I first brought my daughter to bed with us when she was several months old, after I nearly dropped her one night while nursing her in the rocking chair, bone-weary from exhaustion. And there was no turning back, but it was mostly a good thing.  The kids didn’t see their dad much during the day, but we’d all be together at night, or at least by morning, the kids trickling in one by one as the night wore on, first the nursing baby, and then the siblings, little feet pitter pattering their way to our room in the dark.

My husband and I gave up our double bed, traded with the kids, pushed their twin mattresses together, and called it a king. I think that was before the bedbugs, but that’s another story.

Years later, as a single parent, the trend continued, my youngest refusing to stay for long in his own bed or his own bedroom. “But mom”, he pleaded with me once “you’re my love connection.”

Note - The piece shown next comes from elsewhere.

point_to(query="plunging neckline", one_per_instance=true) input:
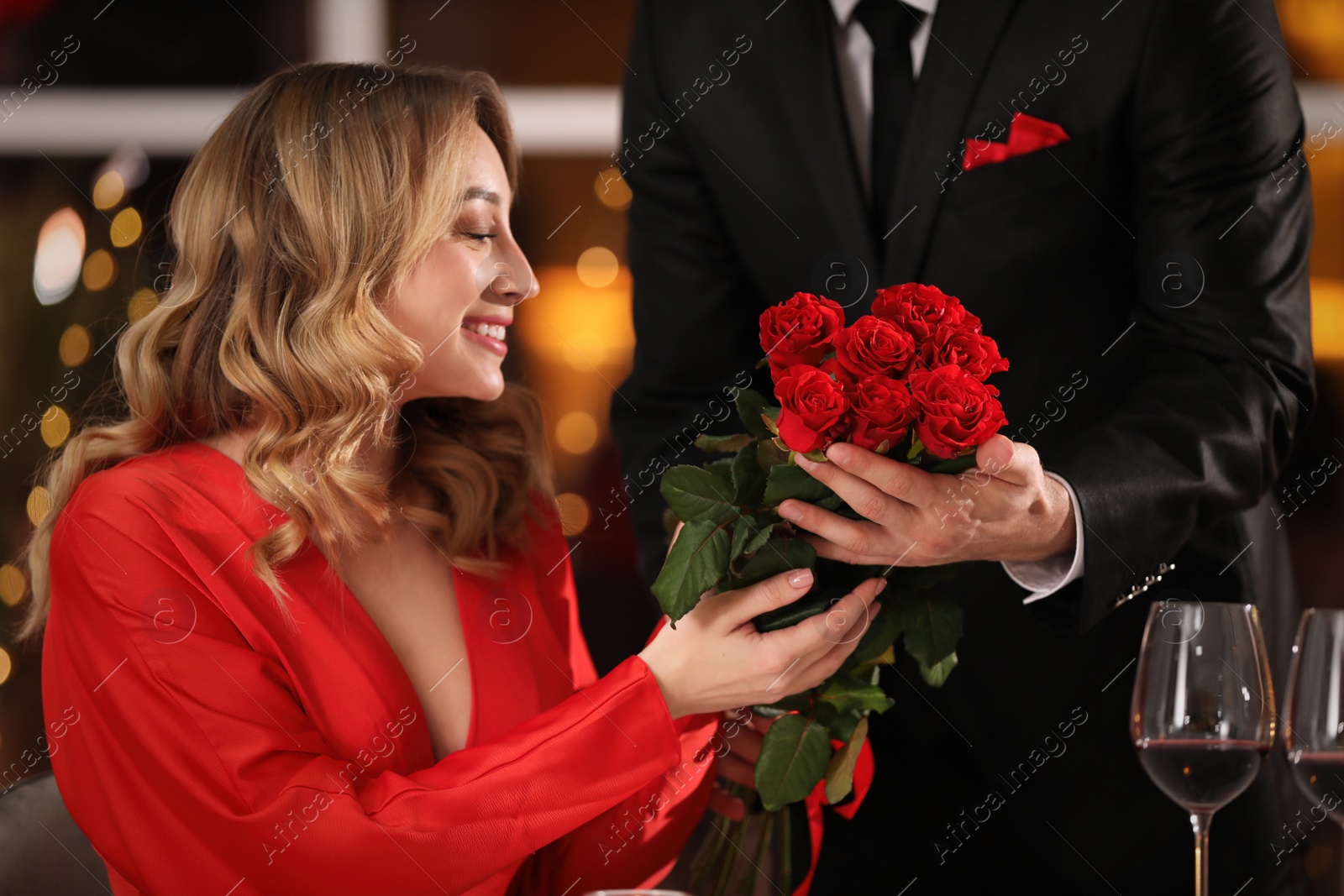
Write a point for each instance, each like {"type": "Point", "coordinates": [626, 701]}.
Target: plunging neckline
{"type": "Point", "coordinates": [362, 613]}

Sometimes when I dream at night, my children are little again, at least for a while–they come to me unbidden, the memory true and undistorted–solid, clear, precise, in a way that my daytime memory cannot produce.

I wake with nostalgia, a sense of sweetness, wholeness, and loss in the same blurry exhale. And in those just-before-consciousness moments, I savor the knowledge that I wasn’t such a bad mother after all.